Formé à l’architecture en France, à Clermont-Ferrand puis à Grenoble, il entame sa carrière de chercheur associé au Centre international de la construction en terre de l’école d’architecture de Grenoble en travaillant à la préservation de l’habitat traditionnel mousgoum, dans le nord du Cameroun. Son parcours l’a conduit à travailler en Érythrée, au Bénin – sur la restauration des palais royaux d’Abomey – ou encore au Mali, où il a participé au projet de reconstruction des mausolées de Tombouctou détruits par les jihadistes.
À la tête du Centre du patrimoine mondial, ce passionné qui affirme avoir Nelson Mandela pour modèle, entend faire la part belle à un continent trop longtemps oublié dans ce domaine. « L’Afrique est le berceau de l’humanité. Elle compte énormément de sites culturels et naturels qui sont importants, insistait Lazare Elououndo Assomo, interrogé par le Guardian, le 20 décembre. Mais certaines catégories de sites en Afrique ne sont pas forcément du même genre que celles que l’on trouve dans d’autres régions. »

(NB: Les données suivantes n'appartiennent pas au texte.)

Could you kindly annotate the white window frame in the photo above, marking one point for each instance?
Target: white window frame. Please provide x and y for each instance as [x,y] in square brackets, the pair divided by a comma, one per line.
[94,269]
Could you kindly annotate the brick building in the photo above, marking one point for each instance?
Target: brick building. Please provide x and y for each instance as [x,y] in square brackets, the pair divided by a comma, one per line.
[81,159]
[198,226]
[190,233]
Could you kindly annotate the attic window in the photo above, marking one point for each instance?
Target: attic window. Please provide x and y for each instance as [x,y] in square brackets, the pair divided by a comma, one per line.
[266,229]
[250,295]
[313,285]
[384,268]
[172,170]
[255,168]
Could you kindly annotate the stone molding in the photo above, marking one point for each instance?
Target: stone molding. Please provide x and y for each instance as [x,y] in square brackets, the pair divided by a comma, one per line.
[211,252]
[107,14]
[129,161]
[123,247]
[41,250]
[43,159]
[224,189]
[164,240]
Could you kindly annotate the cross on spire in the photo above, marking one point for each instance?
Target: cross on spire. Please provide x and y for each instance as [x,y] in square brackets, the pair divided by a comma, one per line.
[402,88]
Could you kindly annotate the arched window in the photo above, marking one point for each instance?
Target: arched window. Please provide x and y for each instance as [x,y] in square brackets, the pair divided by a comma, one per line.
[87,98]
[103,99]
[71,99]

LA MOBILISATION DE NOS EFFORTS POUR SAUVEGARDER LES SITES DU PATRIMOINE MONDIAL SUR LE CONTINENT DOIT ÊTRE UNE PRIORITÉ
Dans ce combat, si la préservation des sites architecturaux compte parmi ses priorités, il en est une autre que le Camerounais entend placer en tête de son agenda : la préservation des sites naturels d’exception, alors qu’une course contre la montre s’est engagée sur les questions environnementales. « L’Afrique est aujourd’hui en première ligne des effets du changement climatique. La mobilisation de nos efforts pour sauvegarder les sites du patrimoine mondial sur le continent doit être une priorité. »
L’année qui s’ouvre va également marquer la célébration du cinquantenaire de la Convention du patrimoine mondial. « L’occasion d’une grande rétrospective mais aussi d’une réflexion collective sur les meilleures façons de faire prospérer notre démarche pour les cinquante ans à venir », a déclaré Lazare Elououndo Assomo.